Alice lo guardó da sotto le spesse lenti degli occhiali calati sul naso adunco.
“Grazie al cielo non molte ormai! Ma non voglio certo farmi illusioni su cosa potrei essere peggio di cosí…e non chiamarmi nonnina!” sbottó.
“Neto, lascia in pace la signora Alice, oggi non é di buon umore…” disse la nonna.
Alice rise di una risata da megera, alta e stridula che fece sobbalzare il piccolo Neto e la nonna.
“Per quale motivo dovrei essere di buon umore?” disse.
“Nonna, Alice ha la stessa risata della Befana” disse Neto.
Sua nonna lo tiró via dolcemente, ridendo “Hai ragione Neto, un pochino le somiglia anche in effetti”
“Bah! Se fossi la Befana per davvero me ne volerei sui tetti con un gatto nero a far dispetti a voi sentimentali!” fece Alice, agitando la mano grinzosa come per scacciare delle mosche fastidiose.

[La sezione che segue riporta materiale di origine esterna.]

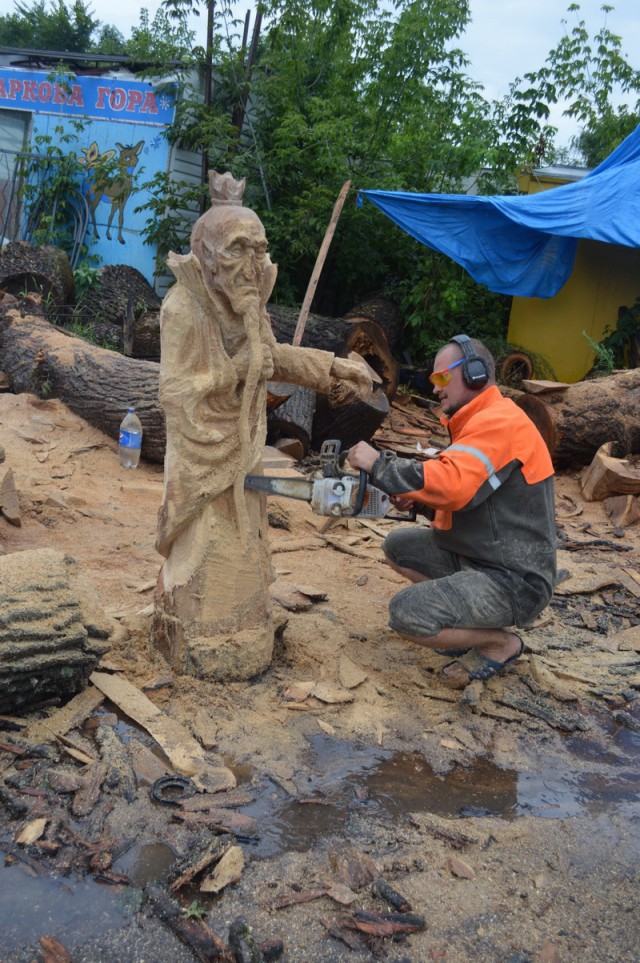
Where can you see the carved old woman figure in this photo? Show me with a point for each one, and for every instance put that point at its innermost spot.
(212, 607)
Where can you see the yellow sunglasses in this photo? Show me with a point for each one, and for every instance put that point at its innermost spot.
(442, 377)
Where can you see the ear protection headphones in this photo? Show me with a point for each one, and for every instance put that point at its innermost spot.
(474, 368)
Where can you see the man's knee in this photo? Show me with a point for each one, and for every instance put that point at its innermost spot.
(390, 546)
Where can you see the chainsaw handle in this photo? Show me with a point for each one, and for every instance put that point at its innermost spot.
(362, 487)
(362, 492)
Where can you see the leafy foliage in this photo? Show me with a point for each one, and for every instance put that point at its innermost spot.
(587, 73)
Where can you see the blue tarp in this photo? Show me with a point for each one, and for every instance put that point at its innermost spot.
(526, 245)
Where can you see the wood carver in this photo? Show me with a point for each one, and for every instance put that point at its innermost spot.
(212, 608)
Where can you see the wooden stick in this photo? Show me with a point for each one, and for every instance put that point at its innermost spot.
(322, 253)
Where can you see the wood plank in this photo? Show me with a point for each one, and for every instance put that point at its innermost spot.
(68, 717)
(183, 751)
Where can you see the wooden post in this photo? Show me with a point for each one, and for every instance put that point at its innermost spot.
(322, 253)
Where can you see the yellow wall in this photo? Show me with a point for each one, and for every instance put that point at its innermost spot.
(605, 276)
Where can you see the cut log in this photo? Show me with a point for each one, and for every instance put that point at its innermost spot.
(117, 289)
(45, 270)
(340, 335)
(52, 634)
(607, 476)
(349, 422)
(369, 341)
(384, 311)
(96, 384)
(294, 417)
(328, 334)
(576, 421)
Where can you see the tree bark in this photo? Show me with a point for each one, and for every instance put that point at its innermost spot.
(356, 420)
(51, 634)
(576, 421)
(293, 418)
(384, 312)
(369, 340)
(96, 384)
(45, 269)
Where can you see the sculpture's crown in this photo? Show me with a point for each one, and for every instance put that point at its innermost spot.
(224, 189)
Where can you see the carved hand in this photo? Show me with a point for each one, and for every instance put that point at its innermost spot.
(355, 372)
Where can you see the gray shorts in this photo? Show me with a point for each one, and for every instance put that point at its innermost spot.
(456, 595)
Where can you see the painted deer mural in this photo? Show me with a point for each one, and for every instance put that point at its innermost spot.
(105, 186)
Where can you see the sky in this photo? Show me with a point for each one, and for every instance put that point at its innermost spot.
(505, 39)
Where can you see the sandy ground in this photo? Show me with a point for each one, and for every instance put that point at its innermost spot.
(549, 806)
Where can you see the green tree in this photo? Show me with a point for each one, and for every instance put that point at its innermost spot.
(591, 75)
(53, 26)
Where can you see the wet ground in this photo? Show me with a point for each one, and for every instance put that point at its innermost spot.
(346, 790)
(550, 817)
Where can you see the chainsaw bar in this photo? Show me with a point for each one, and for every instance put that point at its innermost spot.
(287, 487)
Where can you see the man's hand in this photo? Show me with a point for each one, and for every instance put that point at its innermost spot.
(355, 372)
(363, 455)
(402, 503)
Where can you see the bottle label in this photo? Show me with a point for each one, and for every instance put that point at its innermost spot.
(130, 439)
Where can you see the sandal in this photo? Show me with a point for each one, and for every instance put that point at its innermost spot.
(456, 653)
(478, 666)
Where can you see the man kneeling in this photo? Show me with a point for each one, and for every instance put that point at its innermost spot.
(488, 563)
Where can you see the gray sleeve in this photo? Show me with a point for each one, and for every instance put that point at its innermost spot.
(397, 476)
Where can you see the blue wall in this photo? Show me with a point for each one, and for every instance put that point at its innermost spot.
(122, 121)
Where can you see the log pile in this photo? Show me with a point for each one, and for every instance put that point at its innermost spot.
(52, 633)
(412, 426)
(96, 384)
(575, 420)
(46, 270)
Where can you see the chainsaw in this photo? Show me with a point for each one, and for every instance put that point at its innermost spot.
(337, 493)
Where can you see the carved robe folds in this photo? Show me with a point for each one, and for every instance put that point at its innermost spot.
(212, 617)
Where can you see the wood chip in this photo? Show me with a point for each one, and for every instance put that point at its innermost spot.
(549, 683)
(183, 751)
(326, 727)
(53, 951)
(290, 597)
(229, 870)
(459, 868)
(331, 694)
(71, 716)
(299, 691)
(350, 674)
(32, 831)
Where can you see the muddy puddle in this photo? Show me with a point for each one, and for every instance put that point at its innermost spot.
(342, 788)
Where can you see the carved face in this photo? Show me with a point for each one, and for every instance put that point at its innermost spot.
(236, 260)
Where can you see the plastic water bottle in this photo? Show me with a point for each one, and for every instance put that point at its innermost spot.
(130, 440)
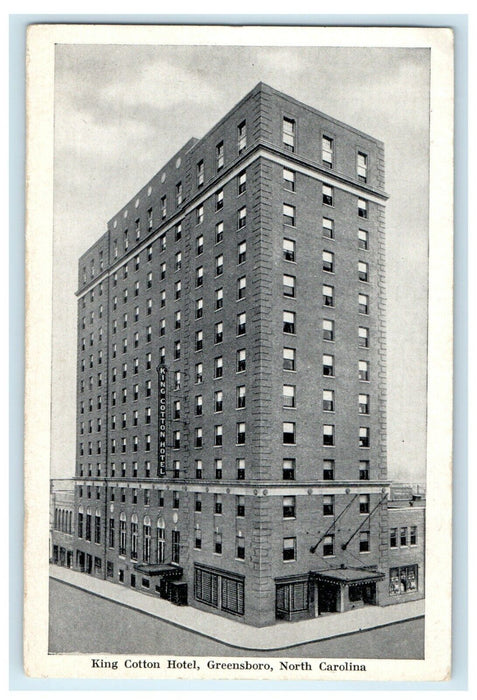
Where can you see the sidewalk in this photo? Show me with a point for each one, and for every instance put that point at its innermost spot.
(234, 633)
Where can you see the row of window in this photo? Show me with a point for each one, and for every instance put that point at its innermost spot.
(288, 473)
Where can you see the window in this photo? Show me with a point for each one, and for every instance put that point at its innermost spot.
(328, 505)
(328, 366)
(327, 295)
(198, 405)
(328, 400)
(328, 545)
(327, 195)
(199, 214)
(218, 332)
(239, 550)
(363, 370)
(199, 308)
(363, 303)
(362, 208)
(175, 547)
(403, 537)
(327, 227)
(288, 469)
(288, 285)
(364, 501)
(328, 261)
(240, 397)
(328, 435)
(363, 404)
(288, 396)
(200, 173)
(219, 156)
(363, 337)
(289, 548)
(198, 373)
(362, 166)
(199, 245)
(364, 541)
(289, 359)
(242, 217)
(288, 180)
(240, 464)
(403, 579)
(328, 329)
(198, 469)
(289, 250)
(363, 239)
(364, 470)
(289, 506)
(363, 271)
(289, 322)
(288, 215)
(242, 136)
(364, 437)
(199, 340)
(218, 367)
(219, 200)
(328, 469)
(241, 360)
(327, 151)
(289, 133)
(289, 437)
(241, 323)
(242, 182)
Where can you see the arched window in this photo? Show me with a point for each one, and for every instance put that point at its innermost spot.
(161, 540)
(146, 539)
(122, 534)
(134, 539)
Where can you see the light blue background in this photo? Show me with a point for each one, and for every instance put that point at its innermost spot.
(18, 25)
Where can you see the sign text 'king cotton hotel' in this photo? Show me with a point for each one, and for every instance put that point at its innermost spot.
(231, 392)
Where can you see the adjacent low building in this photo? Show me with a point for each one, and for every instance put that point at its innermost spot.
(231, 376)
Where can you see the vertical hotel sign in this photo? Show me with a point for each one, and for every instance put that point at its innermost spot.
(162, 371)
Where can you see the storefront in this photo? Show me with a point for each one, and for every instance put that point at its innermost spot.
(339, 590)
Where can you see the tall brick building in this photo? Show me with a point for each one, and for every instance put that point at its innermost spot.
(231, 398)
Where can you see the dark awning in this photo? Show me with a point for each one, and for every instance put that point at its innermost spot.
(164, 570)
(350, 577)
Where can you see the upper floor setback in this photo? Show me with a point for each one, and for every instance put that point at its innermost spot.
(263, 118)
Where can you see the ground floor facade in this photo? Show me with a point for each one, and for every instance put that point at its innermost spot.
(276, 558)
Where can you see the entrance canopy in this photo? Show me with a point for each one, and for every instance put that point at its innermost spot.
(348, 577)
(169, 571)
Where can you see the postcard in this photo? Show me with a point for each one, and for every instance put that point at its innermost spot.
(238, 422)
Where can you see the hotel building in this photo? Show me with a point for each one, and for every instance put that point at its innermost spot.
(231, 375)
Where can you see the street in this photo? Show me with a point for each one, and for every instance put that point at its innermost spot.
(85, 623)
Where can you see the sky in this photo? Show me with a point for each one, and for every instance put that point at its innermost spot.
(122, 111)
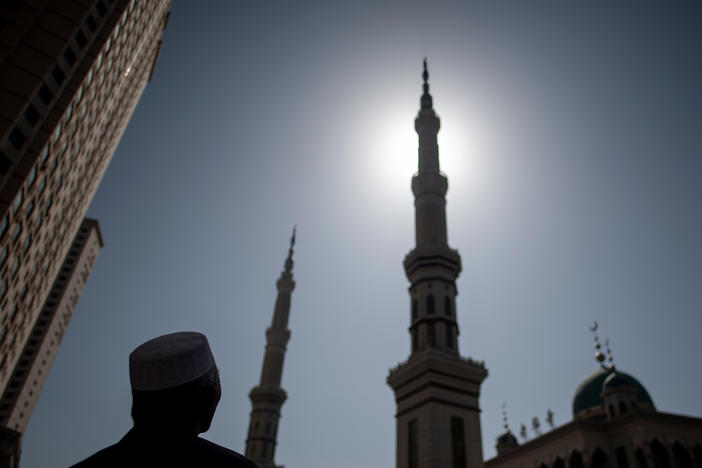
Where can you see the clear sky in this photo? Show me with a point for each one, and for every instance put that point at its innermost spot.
(572, 140)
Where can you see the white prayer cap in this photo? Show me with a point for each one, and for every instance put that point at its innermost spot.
(170, 360)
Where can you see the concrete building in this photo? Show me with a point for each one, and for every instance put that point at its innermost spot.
(268, 396)
(71, 74)
(436, 390)
(615, 425)
(29, 375)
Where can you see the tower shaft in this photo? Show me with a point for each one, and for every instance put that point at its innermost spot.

Il sole stava calando nella piazza con gli alberi; era una di quelle sere calde, ma con un vento che soffiava dal mare, che profumava e rinfrancava le anime afflitte dal caldo della giornata. Una sera di fine estate, quando la luce soffusa dei lampioni accompagnava il tramonto dorato tra i palazzi della cittá e il sole andava a coricarsi ogni volta un po’ prima, perché il giorno piú lungo dell’anno era giá passato.
Alice si decise a tornare a casa quando il vento le sembró troppo fresco per la sua schiena curva. Ripiegó rumorosamente il giornale, ovviamente le pagine non tornavano mai nel modo in cui le aveva comprate. I giornali hanno una strana attitudine all’entropia, esattamente come le mappe turistiche e le cartine stradali: non si riesce mai a ripiegarle nel modo giusto.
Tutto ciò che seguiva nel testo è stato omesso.